Power over others is a drug in and of itself. The attempt to gain that power at all costs can morph into a sort of willingness to commit, perhaps even a desire for, stalking, rape and sexual assault. I believe no matter how well raised a person is, there is a metaphorical monster lying in wait in everyone’s psyche.

That monster bides its time until critical moral crossroads where a person must decide to do or not do the wrong thing just because they have the power to do it.

The monster subtly nudges the hosts’ decision-making towards the dark side and thus into saying something along the lines of, “Ehh, why not?” Morality kaput.

So how do we avoid this? How can trainings better address the psyche and cost-benefi t-based decision making of those easily-tempted to do bad things? The answer is difficult to tease out from the woodwork because of the hidden nature of the mind. We simply can’t know the intent of other people. But at the same time, we also can’t continue to resign ourselves to addressing just one side of the victim-criminal relationship.

Similar to what I proposed in a previous edition, I call for programs in both being a good person and being a good parent or guardian.

Both of these are extremely-abstract skills and concepts.

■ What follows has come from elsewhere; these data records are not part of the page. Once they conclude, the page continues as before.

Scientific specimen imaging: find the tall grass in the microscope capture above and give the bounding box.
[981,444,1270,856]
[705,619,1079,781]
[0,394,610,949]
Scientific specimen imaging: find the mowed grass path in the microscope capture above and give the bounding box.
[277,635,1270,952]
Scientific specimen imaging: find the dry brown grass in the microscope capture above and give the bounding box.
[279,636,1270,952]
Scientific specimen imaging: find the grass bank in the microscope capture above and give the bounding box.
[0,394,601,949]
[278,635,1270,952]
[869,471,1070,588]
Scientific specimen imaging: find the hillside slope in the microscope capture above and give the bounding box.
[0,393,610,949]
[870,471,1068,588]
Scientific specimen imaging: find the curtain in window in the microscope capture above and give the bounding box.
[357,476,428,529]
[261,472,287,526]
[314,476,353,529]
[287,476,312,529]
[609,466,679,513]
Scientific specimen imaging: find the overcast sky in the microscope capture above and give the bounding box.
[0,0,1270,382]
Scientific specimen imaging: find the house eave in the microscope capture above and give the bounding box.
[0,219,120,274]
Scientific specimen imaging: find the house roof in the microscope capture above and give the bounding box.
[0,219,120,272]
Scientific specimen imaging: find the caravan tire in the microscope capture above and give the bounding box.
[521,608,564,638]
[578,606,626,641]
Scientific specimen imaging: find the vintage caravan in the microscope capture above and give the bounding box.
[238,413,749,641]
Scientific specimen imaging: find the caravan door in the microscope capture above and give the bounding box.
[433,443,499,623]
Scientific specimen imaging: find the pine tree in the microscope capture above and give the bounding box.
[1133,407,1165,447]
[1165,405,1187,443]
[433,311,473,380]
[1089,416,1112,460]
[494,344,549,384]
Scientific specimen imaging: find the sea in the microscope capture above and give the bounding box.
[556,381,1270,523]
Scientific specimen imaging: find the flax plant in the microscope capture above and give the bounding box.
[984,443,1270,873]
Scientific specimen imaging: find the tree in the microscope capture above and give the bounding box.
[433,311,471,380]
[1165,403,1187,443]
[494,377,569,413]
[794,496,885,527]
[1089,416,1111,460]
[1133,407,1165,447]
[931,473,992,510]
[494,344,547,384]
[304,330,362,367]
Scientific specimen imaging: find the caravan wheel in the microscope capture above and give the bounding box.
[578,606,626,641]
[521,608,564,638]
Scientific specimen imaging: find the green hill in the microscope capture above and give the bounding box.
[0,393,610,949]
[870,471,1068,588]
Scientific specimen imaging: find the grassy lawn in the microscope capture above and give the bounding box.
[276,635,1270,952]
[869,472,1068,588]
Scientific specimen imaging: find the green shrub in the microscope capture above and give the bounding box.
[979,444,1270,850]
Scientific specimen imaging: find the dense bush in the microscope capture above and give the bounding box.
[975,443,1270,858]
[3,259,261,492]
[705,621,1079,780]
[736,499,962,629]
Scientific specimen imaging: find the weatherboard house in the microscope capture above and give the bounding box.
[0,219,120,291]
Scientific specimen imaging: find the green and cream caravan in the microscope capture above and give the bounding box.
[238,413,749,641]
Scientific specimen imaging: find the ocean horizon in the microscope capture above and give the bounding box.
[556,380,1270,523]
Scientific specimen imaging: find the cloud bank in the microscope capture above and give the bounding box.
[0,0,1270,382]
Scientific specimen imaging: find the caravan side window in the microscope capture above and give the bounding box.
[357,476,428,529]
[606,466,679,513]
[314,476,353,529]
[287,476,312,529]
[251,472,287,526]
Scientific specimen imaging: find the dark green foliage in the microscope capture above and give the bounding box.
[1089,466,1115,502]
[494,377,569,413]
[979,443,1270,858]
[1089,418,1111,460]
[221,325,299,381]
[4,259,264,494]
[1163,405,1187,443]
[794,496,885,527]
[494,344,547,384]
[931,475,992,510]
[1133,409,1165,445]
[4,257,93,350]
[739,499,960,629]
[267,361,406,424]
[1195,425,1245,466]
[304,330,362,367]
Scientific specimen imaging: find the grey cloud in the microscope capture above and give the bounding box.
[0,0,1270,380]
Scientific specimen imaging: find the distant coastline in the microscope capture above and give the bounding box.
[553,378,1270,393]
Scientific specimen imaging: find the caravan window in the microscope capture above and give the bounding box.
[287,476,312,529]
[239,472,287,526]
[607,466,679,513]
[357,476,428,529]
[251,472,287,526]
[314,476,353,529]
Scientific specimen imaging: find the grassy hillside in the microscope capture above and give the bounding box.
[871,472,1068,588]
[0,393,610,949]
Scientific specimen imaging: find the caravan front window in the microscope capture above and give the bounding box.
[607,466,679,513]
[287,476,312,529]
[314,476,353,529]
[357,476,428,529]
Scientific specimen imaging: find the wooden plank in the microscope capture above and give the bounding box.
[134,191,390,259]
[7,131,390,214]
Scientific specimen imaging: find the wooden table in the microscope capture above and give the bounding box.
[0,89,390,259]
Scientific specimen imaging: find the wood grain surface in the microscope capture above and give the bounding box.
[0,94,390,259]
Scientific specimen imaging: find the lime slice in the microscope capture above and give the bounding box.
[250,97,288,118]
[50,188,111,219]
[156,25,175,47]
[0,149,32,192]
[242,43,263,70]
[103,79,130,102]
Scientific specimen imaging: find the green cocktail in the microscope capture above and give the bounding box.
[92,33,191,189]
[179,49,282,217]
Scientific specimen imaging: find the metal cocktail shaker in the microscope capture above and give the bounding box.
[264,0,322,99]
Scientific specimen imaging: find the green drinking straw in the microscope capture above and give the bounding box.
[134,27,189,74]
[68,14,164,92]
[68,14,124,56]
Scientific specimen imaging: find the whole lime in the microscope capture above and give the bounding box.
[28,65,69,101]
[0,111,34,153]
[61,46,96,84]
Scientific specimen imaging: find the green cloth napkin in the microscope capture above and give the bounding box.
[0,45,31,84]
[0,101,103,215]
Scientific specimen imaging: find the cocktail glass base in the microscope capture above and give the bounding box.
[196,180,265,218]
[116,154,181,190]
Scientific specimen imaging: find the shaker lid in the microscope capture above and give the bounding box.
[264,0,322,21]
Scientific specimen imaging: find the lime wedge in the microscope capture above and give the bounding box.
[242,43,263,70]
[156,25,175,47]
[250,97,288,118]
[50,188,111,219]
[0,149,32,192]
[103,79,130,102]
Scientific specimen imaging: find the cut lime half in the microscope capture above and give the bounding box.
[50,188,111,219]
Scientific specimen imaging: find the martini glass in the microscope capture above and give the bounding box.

Albeit there is no perfect parenting style or roadmap to life, I cannot speak to what is best to teach, promote and ingrain into students’ minds and I leave those responsibilities to more-qualified people.

While we cannot control what is in the minds and hearts of others, we do have the power and responsibility as good citizens to do what we can to prevent the temptations and divergent thinking that lead to sexual assaults, sexual harassment and the like.